Opinion
INDEX NO. 14572/2010
10-07-2010
PLTF'S ATTORNEY: MARK E. WEINBERGER P.C DEFT'S ATTORNEY FOR COMMACK: LAMB & BARNOSKY, LLP DEFTS ATTORNEY FOR ROSEMAR: FORD MARRIN ESPOSITO WITMEYER
SHORT FORM ORDER
PRESENT:
Hon. Paul J. Baisley, Jr.
ORIG. RETURN DATE: June 21, 2010
FINAL RETURN DATE: October 1, 2010
MTN. SEQ. #: 001-MG
PLTF'S ATTORNEY:
MARK E. WEINBERGER P.C
DEFT'S ATTORNEY FOR COMMACK:
LAMB & BARNOSKY, LLP
DEFTS ATTORNEY FOR ROSEMAR:
FORD MARRIN ESPOSITO WITMEYER
Upon the following papers numbered 1 to 26 read on this motion to dismiss: Notice of Motion and supporting papers 1 - 8; Affirmation in Opposition and supporting papers 9 - 17; Reply Affirmation and supporting papers 18 - 26; it is
ORDERED and ADJUDGED that the motion (001) by the defendant Commack Union Free School District for an order dismissing the complaint as to it is granted pursuant to CPLR 3211(a)(2), with costs, and the complaint herein is dismissed as to said defendant; and it is further
ORDERED that the defendant Commack Union Free School District is hereby severed from the caption and this action shall continue only as against the remaining defendant, Rosemar Construction, Inc.; and it is further
ORDERED that pursuant to 22 NYCRR 202.8(f) the remaining parties appearing in this action are directed to appear for a preliminary conference on October 21, 2010 at the Supreme Court, DCM Part, Room A362, One Court Street, Riverhead, New York at 10:00 a.m.
This personal injury action is based upon a claim that the plaintiff tripped and fell due to a defect in the running track at Commack High School. The named defendants are Commack Union Free School District (hereinafter the District) and a private construction company allegedly responsible for the installation of the "rubber foam track." The accident allegedly occurred on May 24, 2009. A notice of claim was timely filed on August 17, 2009 which included three photographs purportedly of the area where the defect was located.
The notice of claim described the location of the defect and the accident as follows:
"...at 1 Scholar Lane, Commack, New York 11725 and more particularly track oval shape with football field (lane #3)."
This presumably was describing the location as somewhere in lane "3" of the school's quarter mile oval track. But the notice of claim also states, "While claimant, Hassan Ouljihate was jogging along the inside track closest to the field...." This now seems to be describing somewhere along what would be lane "1" of the quarter mile track.

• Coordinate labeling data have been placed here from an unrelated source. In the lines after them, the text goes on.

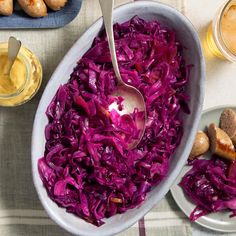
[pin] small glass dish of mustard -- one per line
(24, 79)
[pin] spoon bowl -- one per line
(132, 98)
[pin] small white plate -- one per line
(219, 221)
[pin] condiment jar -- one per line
(25, 78)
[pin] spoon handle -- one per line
(14, 46)
(107, 12)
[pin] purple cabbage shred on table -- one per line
(211, 185)
(87, 167)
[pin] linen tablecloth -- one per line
(21, 213)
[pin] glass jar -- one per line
(216, 34)
(29, 83)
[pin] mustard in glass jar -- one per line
(24, 80)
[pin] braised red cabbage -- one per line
(211, 185)
(87, 167)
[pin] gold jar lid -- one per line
(25, 80)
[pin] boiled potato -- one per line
(34, 8)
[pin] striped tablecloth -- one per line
(21, 213)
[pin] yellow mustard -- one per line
(13, 82)
(24, 80)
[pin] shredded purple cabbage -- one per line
(211, 185)
(87, 167)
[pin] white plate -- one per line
(219, 221)
(188, 37)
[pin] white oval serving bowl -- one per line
(188, 37)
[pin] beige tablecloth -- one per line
(21, 213)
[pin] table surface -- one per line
(20, 210)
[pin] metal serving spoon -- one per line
(132, 96)
(14, 46)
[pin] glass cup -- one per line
(221, 34)
(30, 83)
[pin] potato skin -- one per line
(6, 7)
(200, 146)
(55, 4)
(33, 8)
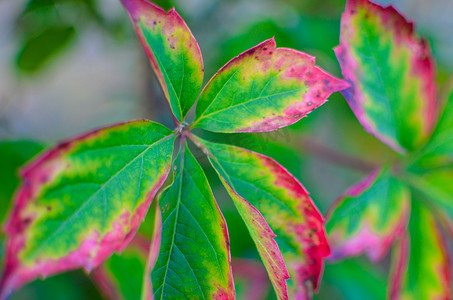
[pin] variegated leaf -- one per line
(173, 52)
(194, 257)
(263, 89)
(421, 262)
(266, 193)
(84, 199)
(391, 72)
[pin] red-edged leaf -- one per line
(263, 236)
(250, 279)
(391, 72)
(421, 262)
(263, 89)
(368, 217)
(84, 199)
(266, 193)
(173, 52)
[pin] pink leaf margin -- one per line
(301, 67)
(92, 251)
(266, 244)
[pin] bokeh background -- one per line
(69, 66)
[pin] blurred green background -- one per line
(69, 66)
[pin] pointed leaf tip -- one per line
(263, 89)
(194, 258)
(368, 217)
(259, 183)
(73, 209)
(173, 52)
(392, 75)
(421, 272)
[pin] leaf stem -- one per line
(330, 155)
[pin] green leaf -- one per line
(194, 257)
(173, 52)
(266, 193)
(369, 216)
(39, 48)
(84, 199)
(263, 89)
(420, 262)
(392, 75)
(436, 186)
(13, 154)
(439, 151)
(122, 275)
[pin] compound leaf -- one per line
(194, 257)
(173, 52)
(263, 89)
(439, 150)
(266, 193)
(84, 199)
(13, 154)
(391, 72)
(420, 262)
(438, 188)
(368, 217)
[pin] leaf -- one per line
(194, 257)
(263, 89)
(121, 276)
(439, 150)
(38, 49)
(420, 262)
(84, 199)
(173, 52)
(369, 216)
(266, 193)
(250, 279)
(391, 72)
(437, 187)
(13, 154)
(349, 278)
(263, 236)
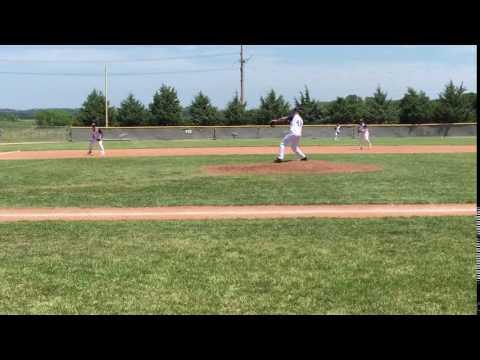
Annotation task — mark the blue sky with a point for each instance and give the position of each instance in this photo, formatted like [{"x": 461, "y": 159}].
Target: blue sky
[{"x": 328, "y": 71}]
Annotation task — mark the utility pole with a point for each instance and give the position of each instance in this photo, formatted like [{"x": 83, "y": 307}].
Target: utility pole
[
  {"x": 106, "y": 98},
  {"x": 242, "y": 90}
]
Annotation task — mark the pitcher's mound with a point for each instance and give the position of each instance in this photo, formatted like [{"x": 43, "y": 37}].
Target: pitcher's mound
[{"x": 290, "y": 167}]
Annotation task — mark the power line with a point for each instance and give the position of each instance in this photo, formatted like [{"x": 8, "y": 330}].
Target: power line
[
  {"x": 115, "y": 74},
  {"x": 17, "y": 61}
]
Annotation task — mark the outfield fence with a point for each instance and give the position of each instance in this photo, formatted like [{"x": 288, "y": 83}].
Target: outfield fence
[
  {"x": 15, "y": 134},
  {"x": 264, "y": 132}
]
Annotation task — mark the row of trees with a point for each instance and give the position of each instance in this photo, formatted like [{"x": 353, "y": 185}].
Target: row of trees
[{"x": 453, "y": 105}]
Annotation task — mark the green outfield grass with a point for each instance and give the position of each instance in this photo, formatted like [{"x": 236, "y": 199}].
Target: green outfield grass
[
  {"x": 239, "y": 142},
  {"x": 308, "y": 266},
  {"x": 169, "y": 181}
]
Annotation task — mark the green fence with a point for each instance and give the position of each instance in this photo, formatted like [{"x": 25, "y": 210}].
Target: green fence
[{"x": 22, "y": 134}]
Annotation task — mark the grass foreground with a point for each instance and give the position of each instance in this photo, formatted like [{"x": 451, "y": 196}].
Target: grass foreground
[
  {"x": 175, "y": 181},
  {"x": 147, "y": 144},
  {"x": 308, "y": 266}
]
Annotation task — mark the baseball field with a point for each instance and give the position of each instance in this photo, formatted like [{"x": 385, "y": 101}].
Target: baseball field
[{"x": 214, "y": 227}]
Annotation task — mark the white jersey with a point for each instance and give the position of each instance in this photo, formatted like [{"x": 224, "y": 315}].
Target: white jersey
[
  {"x": 95, "y": 135},
  {"x": 296, "y": 125}
]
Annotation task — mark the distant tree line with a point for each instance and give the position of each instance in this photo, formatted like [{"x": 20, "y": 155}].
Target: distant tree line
[{"x": 454, "y": 104}]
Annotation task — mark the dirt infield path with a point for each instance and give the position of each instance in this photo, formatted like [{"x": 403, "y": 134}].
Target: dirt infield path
[
  {"x": 236, "y": 212},
  {"x": 254, "y": 150}
]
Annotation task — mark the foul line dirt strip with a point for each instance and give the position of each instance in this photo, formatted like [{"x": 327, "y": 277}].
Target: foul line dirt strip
[
  {"x": 236, "y": 212},
  {"x": 254, "y": 150}
]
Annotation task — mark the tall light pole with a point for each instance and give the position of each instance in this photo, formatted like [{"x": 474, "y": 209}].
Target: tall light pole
[
  {"x": 242, "y": 90},
  {"x": 106, "y": 98}
]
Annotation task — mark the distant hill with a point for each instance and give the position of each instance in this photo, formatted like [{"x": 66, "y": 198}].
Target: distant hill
[{"x": 31, "y": 113}]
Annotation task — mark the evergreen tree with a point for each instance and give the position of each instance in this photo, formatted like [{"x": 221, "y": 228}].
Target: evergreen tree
[
  {"x": 379, "y": 110},
  {"x": 93, "y": 110},
  {"x": 132, "y": 112},
  {"x": 415, "y": 108},
  {"x": 165, "y": 108},
  {"x": 471, "y": 98},
  {"x": 452, "y": 106},
  {"x": 235, "y": 112},
  {"x": 202, "y": 112},
  {"x": 346, "y": 110},
  {"x": 272, "y": 107}
]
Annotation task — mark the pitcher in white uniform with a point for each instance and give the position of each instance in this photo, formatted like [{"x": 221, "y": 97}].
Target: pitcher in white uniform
[
  {"x": 293, "y": 137},
  {"x": 96, "y": 136},
  {"x": 364, "y": 134}
]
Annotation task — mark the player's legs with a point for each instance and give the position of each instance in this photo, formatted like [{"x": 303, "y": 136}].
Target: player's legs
[
  {"x": 285, "y": 141},
  {"x": 90, "y": 147},
  {"x": 296, "y": 149},
  {"x": 102, "y": 150},
  {"x": 367, "y": 139}
]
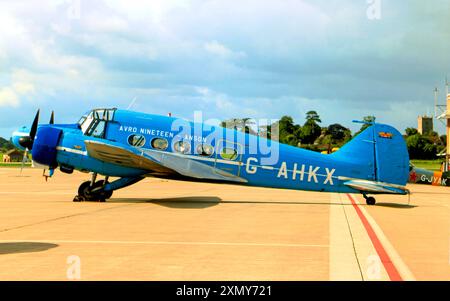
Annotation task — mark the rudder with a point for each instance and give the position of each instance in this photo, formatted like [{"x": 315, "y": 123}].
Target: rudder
[{"x": 380, "y": 150}]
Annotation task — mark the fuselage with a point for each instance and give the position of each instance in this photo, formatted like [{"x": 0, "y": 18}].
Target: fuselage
[{"x": 260, "y": 161}]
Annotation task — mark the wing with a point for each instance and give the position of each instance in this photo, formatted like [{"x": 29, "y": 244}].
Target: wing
[
  {"x": 157, "y": 162},
  {"x": 373, "y": 186}
]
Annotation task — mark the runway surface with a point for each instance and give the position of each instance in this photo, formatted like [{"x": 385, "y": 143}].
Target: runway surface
[{"x": 169, "y": 230}]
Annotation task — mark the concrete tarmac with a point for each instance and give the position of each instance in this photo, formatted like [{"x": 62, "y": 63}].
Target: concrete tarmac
[{"x": 170, "y": 230}]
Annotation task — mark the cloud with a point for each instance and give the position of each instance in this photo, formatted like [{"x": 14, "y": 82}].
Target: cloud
[
  {"x": 222, "y": 51},
  {"x": 8, "y": 98},
  {"x": 257, "y": 58}
]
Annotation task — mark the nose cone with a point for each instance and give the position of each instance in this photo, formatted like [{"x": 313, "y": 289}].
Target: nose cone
[{"x": 19, "y": 136}]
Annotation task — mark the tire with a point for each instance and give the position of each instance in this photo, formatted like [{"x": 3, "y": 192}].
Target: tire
[
  {"x": 84, "y": 190},
  {"x": 371, "y": 201}
]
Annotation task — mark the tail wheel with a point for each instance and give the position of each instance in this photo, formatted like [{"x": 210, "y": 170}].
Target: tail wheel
[{"x": 371, "y": 201}]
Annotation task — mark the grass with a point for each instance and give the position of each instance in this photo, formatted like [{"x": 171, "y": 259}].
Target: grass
[
  {"x": 428, "y": 164},
  {"x": 14, "y": 165}
]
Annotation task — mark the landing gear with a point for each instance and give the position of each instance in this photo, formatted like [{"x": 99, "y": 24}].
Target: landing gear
[
  {"x": 370, "y": 200},
  {"x": 93, "y": 191}
]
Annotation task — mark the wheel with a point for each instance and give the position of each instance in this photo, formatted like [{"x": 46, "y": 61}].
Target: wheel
[
  {"x": 371, "y": 201},
  {"x": 85, "y": 191},
  {"x": 89, "y": 193},
  {"x": 101, "y": 194},
  {"x": 78, "y": 199}
]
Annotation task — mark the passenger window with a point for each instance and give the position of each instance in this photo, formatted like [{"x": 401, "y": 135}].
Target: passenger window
[
  {"x": 160, "y": 144},
  {"x": 136, "y": 140},
  {"x": 205, "y": 150},
  {"x": 228, "y": 153},
  {"x": 98, "y": 130},
  {"x": 182, "y": 147}
]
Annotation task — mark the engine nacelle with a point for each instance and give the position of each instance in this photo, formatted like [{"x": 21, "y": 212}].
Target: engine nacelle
[{"x": 44, "y": 147}]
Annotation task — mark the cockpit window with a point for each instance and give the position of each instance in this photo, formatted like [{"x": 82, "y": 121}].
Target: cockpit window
[
  {"x": 98, "y": 130},
  {"x": 94, "y": 122}
]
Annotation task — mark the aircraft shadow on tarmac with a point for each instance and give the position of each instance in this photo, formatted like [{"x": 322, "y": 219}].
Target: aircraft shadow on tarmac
[
  {"x": 397, "y": 206},
  {"x": 193, "y": 202},
  {"x": 201, "y": 202},
  {"x": 24, "y": 247}
]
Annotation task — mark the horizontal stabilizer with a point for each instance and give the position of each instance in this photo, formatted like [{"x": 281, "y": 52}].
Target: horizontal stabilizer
[{"x": 374, "y": 187}]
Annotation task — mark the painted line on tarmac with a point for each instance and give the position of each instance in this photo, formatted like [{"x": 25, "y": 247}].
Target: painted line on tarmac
[
  {"x": 185, "y": 243},
  {"x": 343, "y": 256},
  {"x": 392, "y": 262}
]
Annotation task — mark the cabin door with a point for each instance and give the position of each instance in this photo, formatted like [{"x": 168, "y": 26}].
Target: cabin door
[{"x": 229, "y": 157}]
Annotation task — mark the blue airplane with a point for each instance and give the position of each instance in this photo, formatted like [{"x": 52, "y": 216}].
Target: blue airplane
[{"x": 129, "y": 146}]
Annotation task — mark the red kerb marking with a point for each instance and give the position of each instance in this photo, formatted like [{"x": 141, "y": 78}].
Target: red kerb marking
[{"x": 392, "y": 271}]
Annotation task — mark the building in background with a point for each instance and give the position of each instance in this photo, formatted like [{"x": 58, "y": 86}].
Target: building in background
[{"x": 424, "y": 124}]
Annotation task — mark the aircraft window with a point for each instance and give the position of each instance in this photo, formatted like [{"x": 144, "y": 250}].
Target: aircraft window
[
  {"x": 182, "y": 147},
  {"x": 82, "y": 120},
  {"x": 136, "y": 140},
  {"x": 98, "y": 130},
  {"x": 87, "y": 123},
  {"x": 205, "y": 150},
  {"x": 159, "y": 143},
  {"x": 228, "y": 153}
]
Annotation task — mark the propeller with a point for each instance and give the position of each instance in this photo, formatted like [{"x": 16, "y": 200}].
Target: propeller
[{"x": 28, "y": 141}]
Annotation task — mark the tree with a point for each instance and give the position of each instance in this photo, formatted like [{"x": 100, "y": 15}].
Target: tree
[
  {"x": 245, "y": 125},
  {"x": 411, "y": 131},
  {"x": 313, "y": 117},
  {"x": 239, "y": 125},
  {"x": 311, "y": 130},
  {"x": 419, "y": 147},
  {"x": 337, "y": 132},
  {"x": 367, "y": 121},
  {"x": 288, "y": 131}
]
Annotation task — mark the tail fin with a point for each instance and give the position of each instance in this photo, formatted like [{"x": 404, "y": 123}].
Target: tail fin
[{"x": 381, "y": 152}]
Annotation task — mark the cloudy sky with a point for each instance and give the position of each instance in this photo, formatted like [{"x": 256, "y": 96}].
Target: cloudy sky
[{"x": 247, "y": 58}]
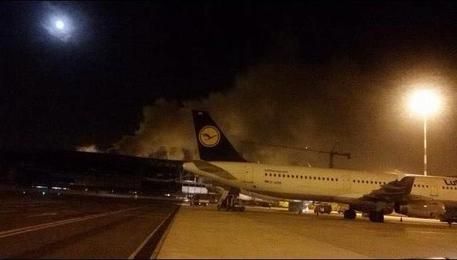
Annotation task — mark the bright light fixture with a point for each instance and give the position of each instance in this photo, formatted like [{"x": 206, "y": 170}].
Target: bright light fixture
[
  {"x": 60, "y": 24},
  {"x": 425, "y": 102}
]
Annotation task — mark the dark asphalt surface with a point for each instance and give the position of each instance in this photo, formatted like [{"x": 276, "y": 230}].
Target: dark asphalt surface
[{"x": 76, "y": 227}]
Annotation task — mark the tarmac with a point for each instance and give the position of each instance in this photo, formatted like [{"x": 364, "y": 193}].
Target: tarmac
[{"x": 204, "y": 232}]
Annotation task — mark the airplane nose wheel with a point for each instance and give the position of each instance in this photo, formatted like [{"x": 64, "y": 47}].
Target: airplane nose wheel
[{"x": 349, "y": 214}]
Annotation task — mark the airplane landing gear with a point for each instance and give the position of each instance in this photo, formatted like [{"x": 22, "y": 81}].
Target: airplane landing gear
[
  {"x": 228, "y": 201},
  {"x": 376, "y": 216},
  {"x": 349, "y": 214}
]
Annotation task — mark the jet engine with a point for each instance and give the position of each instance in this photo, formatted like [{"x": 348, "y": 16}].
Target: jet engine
[{"x": 421, "y": 209}]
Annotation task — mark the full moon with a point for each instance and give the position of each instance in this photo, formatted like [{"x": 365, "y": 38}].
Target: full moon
[{"x": 60, "y": 24}]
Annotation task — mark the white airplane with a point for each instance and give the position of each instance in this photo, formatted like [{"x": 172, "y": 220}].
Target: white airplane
[{"x": 376, "y": 194}]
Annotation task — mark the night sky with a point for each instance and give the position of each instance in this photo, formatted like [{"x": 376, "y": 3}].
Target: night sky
[{"x": 297, "y": 73}]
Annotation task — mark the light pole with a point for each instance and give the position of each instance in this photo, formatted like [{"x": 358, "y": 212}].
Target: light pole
[{"x": 425, "y": 102}]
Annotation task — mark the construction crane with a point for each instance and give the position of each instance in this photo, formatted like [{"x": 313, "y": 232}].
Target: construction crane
[{"x": 332, "y": 153}]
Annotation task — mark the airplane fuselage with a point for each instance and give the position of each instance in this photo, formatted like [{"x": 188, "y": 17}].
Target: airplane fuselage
[{"x": 307, "y": 183}]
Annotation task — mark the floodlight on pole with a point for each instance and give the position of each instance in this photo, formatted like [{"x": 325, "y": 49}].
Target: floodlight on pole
[{"x": 425, "y": 102}]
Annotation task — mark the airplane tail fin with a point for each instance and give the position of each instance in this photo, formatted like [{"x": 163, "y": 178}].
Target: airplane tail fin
[{"x": 212, "y": 143}]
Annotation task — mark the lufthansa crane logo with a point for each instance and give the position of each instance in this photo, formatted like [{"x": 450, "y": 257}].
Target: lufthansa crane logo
[{"x": 209, "y": 136}]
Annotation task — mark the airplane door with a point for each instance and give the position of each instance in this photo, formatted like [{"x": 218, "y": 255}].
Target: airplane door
[
  {"x": 249, "y": 178},
  {"x": 434, "y": 191},
  {"x": 346, "y": 185}
]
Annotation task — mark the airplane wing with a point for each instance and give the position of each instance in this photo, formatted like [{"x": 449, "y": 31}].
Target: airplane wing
[{"x": 392, "y": 192}]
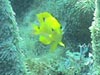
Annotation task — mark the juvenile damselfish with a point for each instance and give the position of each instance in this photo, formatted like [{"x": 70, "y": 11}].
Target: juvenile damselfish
[{"x": 49, "y": 30}]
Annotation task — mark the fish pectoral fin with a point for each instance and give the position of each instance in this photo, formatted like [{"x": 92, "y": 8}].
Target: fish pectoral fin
[
  {"x": 36, "y": 30},
  {"x": 44, "y": 40},
  {"x": 53, "y": 47},
  {"x": 61, "y": 44}
]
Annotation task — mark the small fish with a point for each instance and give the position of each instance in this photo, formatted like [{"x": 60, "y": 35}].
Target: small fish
[{"x": 49, "y": 30}]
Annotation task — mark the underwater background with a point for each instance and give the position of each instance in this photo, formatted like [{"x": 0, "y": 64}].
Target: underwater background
[{"x": 49, "y": 37}]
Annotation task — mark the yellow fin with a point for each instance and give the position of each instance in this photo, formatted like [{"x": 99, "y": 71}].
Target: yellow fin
[
  {"x": 36, "y": 29},
  {"x": 44, "y": 40},
  {"x": 53, "y": 46}
]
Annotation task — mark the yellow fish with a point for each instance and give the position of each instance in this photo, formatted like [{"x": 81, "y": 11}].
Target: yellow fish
[{"x": 49, "y": 30}]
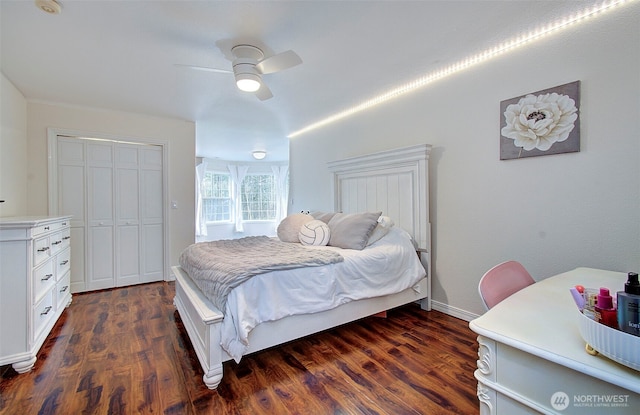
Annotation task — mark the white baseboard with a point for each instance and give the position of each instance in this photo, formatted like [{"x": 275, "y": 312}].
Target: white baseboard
[{"x": 453, "y": 311}]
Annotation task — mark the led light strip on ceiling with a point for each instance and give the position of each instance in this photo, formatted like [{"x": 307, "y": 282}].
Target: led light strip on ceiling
[{"x": 483, "y": 56}]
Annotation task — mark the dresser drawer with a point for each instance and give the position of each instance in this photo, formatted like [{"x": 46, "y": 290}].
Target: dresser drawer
[
  {"x": 59, "y": 241},
  {"x": 43, "y": 279},
  {"x": 41, "y": 250},
  {"x": 43, "y": 312},
  {"x": 63, "y": 263},
  {"x": 63, "y": 291}
]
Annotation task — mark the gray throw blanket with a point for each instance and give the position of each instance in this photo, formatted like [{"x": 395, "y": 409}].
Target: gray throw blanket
[{"x": 218, "y": 266}]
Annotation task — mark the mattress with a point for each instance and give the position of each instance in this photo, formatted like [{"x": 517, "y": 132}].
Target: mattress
[{"x": 386, "y": 267}]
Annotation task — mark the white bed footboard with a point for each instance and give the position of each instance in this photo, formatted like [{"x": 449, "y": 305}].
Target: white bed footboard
[
  {"x": 203, "y": 322},
  {"x": 395, "y": 182}
]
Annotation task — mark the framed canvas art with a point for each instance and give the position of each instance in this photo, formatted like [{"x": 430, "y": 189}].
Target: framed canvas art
[{"x": 541, "y": 123}]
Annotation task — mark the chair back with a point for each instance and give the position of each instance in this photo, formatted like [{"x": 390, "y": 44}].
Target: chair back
[{"x": 501, "y": 281}]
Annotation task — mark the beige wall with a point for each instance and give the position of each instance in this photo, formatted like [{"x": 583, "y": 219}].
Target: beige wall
[
  {"x": 552, "y": 213},
  {"x": 180, "y": 136},
  {"x": 13, "y": 150}
]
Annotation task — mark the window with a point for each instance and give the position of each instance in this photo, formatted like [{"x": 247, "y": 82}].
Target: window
[
  {"x": 216, "y": 197},
  {"x": 259, "y": 197}
]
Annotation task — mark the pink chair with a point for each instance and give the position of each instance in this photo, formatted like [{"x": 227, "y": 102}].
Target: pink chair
[{"x": 501, "y": 281}]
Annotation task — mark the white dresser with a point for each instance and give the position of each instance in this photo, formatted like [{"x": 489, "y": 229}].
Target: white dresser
[
  {"x": 532, "y": 358},
  {"x": 34, "y": 284}
]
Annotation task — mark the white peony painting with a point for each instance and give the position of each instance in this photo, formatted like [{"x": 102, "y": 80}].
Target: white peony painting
[{"x": 541, "y": 123}]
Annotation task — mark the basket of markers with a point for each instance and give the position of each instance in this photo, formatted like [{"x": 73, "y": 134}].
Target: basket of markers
[{"x": 607, "y": 329}]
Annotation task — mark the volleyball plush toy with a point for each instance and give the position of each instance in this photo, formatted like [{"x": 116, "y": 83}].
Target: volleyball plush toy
[{"x": 314, "y": 232}]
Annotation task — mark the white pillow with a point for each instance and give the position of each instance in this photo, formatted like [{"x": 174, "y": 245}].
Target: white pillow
[
  {"x": 382, "y": 228},
  {"x": 290, "y": 226},
  {"x": 315, "y": 233}
]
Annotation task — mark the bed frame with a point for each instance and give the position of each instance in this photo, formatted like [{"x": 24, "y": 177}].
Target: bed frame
[{"x": 394, "y": 182}]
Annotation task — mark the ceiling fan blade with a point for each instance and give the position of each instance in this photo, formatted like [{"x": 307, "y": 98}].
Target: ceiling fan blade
[
  {"x": 264, "y": 93},
  {"x": 203, "y": 68},
  {"x": 279, "y": 62}
]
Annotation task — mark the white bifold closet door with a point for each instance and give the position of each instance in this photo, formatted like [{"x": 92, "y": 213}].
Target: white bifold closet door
[{"x": 114, "y": 192}]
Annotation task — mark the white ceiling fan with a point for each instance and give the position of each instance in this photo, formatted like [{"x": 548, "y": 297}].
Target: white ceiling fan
[{"x": 249, "y": 65}]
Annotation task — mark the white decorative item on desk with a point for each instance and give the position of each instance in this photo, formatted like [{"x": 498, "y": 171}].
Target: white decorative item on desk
[{"x": 617, "y": 345}]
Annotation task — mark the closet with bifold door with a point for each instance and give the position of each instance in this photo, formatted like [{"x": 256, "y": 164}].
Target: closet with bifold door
[{"x": 114, "y": 192}]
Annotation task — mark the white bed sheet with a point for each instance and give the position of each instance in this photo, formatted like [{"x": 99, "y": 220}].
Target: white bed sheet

Three grainy, black and white pictures of portions of the track are included with the notice of claim. The first picture (hereinafter picture #1) shows the beginning of what later becomes apparent is the western beginning of the southern straightaway of the oval track. Picture #2 shows an easterly view of essentially the entire length of the southern straightaway. Picture #3 is facing northwesterly and shows the curve of the track as it leads into the straightaway.
Nowhere in any of these three photographs is there any indication of the precise location of the alleged defect or the area of the fall. Indeed, the area covered by the three pictures encompasses about half the track (1/8 mile). In short, the photographs fail to clarify the ambiguity and the lack of specificity in the notice of claim as to the actual location of the defect or the site of the fall. Nevertheless, the District's Operations of Facilities Administrator, who regularly uses the track himself, walked the entire quarter mile track six times, once in each of the six racing lanes, and could find no defects whatsoever let alone the one described in the notice of claim as a "ripped/raised section" (Affidavit; ¶ 7).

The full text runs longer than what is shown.